I carry his colors on my throat, a beautiful vine-and-thorn pattern he designed himself. He did it on Ithiss-Tor to protect me from repercussions in diplomatic circles. There, I overheard whispers of speculation from his people, wondering whether he had taken me as his partner in every sense. So I have an inkling what my acceptance meant—and what my request will mean to him.

I go on, bravely, considering his unresponsive stance. “You said once that we’d discuss it further if we both survived the war.”

“I did. And we did.”

“We’re going to beat this, too,” I say firmly. “So will you?”

His weighty silence makes me wonder if I should’ve asked questions first. Maybe I’m leaping without looking again, and being stupid or offensive. Mary knows I don’t want to hurt Vel.

“Do you understand what it means?” he asks at last.

“It’s a statement of partnership and trust.” That much, I heard from the merchants on Ithiss-Tor. I know it can’t be a romantic thing because the Ithtorians don’t bond in that way. They act for dynastic value, so I’m honestly not sure what connotation it would have between Vel and me.

“It is also a promise that we will be together always. And . . . rare for an Ithtorian, to take colors for a single person instead of honors granted by his house.”

“I’m willing to pledge that. After all we’ve been through together, I can’t imagine my life otherwise.”

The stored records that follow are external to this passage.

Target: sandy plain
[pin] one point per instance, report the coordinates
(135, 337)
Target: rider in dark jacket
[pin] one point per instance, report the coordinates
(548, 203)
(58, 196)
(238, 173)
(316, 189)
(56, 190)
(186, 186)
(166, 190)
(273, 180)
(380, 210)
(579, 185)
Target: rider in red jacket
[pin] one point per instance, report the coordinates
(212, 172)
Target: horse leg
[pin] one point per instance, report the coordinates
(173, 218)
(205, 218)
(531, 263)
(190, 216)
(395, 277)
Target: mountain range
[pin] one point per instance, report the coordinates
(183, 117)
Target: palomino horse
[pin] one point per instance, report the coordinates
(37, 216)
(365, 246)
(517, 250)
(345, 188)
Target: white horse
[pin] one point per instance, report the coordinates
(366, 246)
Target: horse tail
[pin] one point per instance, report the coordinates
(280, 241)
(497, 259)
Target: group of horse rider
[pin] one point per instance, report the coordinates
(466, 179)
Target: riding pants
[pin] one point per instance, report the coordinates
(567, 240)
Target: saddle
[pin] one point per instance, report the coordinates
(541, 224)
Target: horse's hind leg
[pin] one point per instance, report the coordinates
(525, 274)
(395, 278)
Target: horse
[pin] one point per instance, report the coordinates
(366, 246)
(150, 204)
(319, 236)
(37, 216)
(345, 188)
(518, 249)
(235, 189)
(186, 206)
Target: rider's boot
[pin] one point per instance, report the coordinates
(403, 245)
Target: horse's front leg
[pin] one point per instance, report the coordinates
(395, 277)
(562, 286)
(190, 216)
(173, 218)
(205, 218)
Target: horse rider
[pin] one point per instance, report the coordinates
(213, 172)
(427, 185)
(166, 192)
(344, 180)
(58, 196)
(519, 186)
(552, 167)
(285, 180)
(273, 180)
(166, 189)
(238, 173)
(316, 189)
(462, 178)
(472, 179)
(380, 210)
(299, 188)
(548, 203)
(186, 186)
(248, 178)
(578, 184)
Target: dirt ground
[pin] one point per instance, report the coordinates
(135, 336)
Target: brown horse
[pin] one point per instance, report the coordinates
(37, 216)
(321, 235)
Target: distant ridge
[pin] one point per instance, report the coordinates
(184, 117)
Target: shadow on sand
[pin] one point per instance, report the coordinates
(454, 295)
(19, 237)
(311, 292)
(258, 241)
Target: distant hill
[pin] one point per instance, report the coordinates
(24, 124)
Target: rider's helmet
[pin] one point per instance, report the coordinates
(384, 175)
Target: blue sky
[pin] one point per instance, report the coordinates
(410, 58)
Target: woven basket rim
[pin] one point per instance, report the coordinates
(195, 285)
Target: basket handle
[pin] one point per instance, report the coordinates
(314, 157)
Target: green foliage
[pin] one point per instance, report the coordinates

He considers for long moments, his face illuminated by the pale green glow. “Nor can I.”

This means he’s willing to watch me age and die. That will be unspeakably painful for him, but I won’t send him away as Adele did. I’m too selfish for that.

Vel seals the bargain by brushing the side of his face against mine, first time he’s done that. I touch the hinge of his mandible in the dark, wondering how I can feel so safe down here among the ancient dead.

The answer’s simple. He is with me.

I push to my feet. “Come on, let’s get out of here. There’s got to be food and water somewhere on this Mary-forsaken world.”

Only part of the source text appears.